When the Socialists came out in the late 1890s, they were present only in rural Emilia-Romagna and southern Lombardy, where they won their first seats of the Chamber of Deputies, but they soon enlarged their base in other areas of the country, especially the urban areas around Turin, Milan, Genoa and, to some extent, Naples, densely populated by industrial workers. In the 1900 general election the party won 5.0% of the vote and 33 seats, its best result so far. Emilia-Romagna was confirmed as the Socialist heartland (20.2% and 13 seats), but the party did very well also in Piedmont and Lombardy.

By the end of the 1910s, the Socialists had broadened their organization to all the regions of Italy, but they were obviously stronger in the North, where they emerged earlier and where they had their constituency. In the 1919 general election, thanks to the electoral reforms of the previous decade and especially the introduction of proportional representation in place of the old first-past-the-post system, they had their best result ever: 32.0% and 156 seats. The PSI was at the time the representative of both the rural workers of Emilia-Romagna, Tuscany and north-western Piedmont and the industrial workers of Turin, Milan, Venice, Bologna and Florence. In 1919 the party won 49.7% in Piedmont (over 60% in Novara), 45.9% in Lombardy (over 60% in Mantua and Pavia), 60.0% in Emilia-Romagna (over 70% around Bologna and Ferrara), 41.7% in Tuscany and 46.5% in Umbria.

In the 1921 general election, after the split of the Communist Party of Italy, the PSI was reduced to 24.5% and was particularly damaged in Piedmont and Tuscany, where the Communists got more than 10% of the vote. During the Italian Resistance, which was fought mostly in Piedmont, Emilia-Romagna and Central Italy, the Communists were able to take roots and organize people much better than the Socialists so that at the end of World War II the balance between the two parties was completely changed. In the 1946 general election the PSI was narrowly ahead of the Communists (20.7% over 18.7%), but was no longer the dominant party in Emilia-Romagna and Tuscany.

In the 1948 general election the Socialists took part to the Popular Democratic Front with the Italian Communist Party (PCI), but they lost almost half of their seats in the Chamber of Deputies, due to the better get-out-the-vote machine of the Communists and the split of the social-democratic faction from the party, the Italian Workers' Socialist Party (7.1%, with peaks over 10% in the Socialist strongholds of the North). In 1953 the PSI was reduced to 12.7% of the vote and to its heartlands above the Po River, having gained more votes than the Communists only narrowly in Lombardy and Veneto. The margin between the two parties would have become larger and larger until its peak in 1976, when the PCI won 34.4% of the vote and the PSI stopped at 9.6%. At that time the Communists had almost five times the vote of the Socialists in the PSI's ancient heartlands of rural Emilia-Romagna and Tuscany and three times in the Northern regions, where the PSI had some local strongholds left such as in north-eastern Piedmont, north-western and southern Lombardy, north-eastern Veneto and Friuli-Venezia Giulia, where it gained steadily 12-20% of the vote.
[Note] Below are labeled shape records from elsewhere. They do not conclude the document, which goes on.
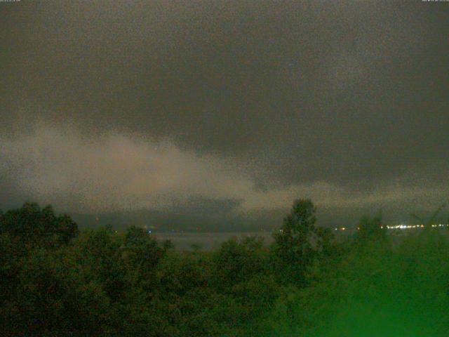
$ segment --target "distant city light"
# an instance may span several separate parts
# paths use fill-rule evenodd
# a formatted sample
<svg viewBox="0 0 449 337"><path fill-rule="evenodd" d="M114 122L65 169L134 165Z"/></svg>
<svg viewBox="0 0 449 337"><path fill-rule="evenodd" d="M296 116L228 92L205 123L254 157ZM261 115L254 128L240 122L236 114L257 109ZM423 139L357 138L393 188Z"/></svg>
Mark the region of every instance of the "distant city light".
<svg viewBox="0 0 449 337"><path fill-rule="evenodd" d="M421 224L421 225L386 225L385 227L388 230L409 230L409 229L413 229L413 228L424 228L425 226ZM438 225L431 225L431 227L434 228L449 227L449 224L439 223ZM380 226L380 228L383 229L383 227L384 227L383 225ZM335 227L334 229L334 230L351 230L351 228L348 228L346 227ZM357 230L360 230L360 227L357 227Z"/></svg>

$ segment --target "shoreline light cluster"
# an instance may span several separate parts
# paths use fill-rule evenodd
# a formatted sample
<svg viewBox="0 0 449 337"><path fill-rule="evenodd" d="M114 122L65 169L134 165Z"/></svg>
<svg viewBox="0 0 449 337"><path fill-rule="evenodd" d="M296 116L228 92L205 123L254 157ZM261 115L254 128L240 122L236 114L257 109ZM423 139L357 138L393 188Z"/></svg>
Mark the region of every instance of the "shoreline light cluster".
<svg viewBox="0 0 449 337"><path fill-rule="evenodd" d="M449 224L439 223L438 225L432 225L432 227L449 227ZM389 230L410 230L413 228L424 228L424 225L388 225L387 227ZM384 226L380 226L381 228L383 228ZM350 230L354 228L348 228L347 227L341 227L335 228L334 230ZM360 230L360 227L357 227L357 230Z"/></svg>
Under the leadership of Bettino Craxi in the 1980s, the PSI had a substantial increase in term of votes. The party strengthened its position in Lombardy, north-eastern Veneto and Friuli-Venezia Giulia and broadened its power base to Southern Italy, as all the other parties of Pentapartito coalition (Christian Democrats, Republicans, Democratic Socialists and Liberals) were experiencing. In the 1987 general election the PSI gained 14.3% of the vote, a good result but below expectations after four years of government led by Craxi. Alongside the high shares of vote in north-western Lombardy and the North-East (both around 18-20%), the PSI did fairly well in Campania (14.9%), Apulia (15.3%), Calabria (16.9%) and Sicily (14.9%). In 1992 this trend toward the South was even more evident: while the Socialists, like the Communists and the Christian Democrats, had lost votes to Lega Nord especially in Lombardy, they gained in the South, reaching 19.6% of the vote in Campania, 17.8% in Apulia and 17.2% in Calabria. This is why the PSI's main successors, the Italian Socialists, the Italian Democratic Socialists, the New Italian Socialist Party and the modern-day Italian Socialist Party, had always been stronger in those Southern regions.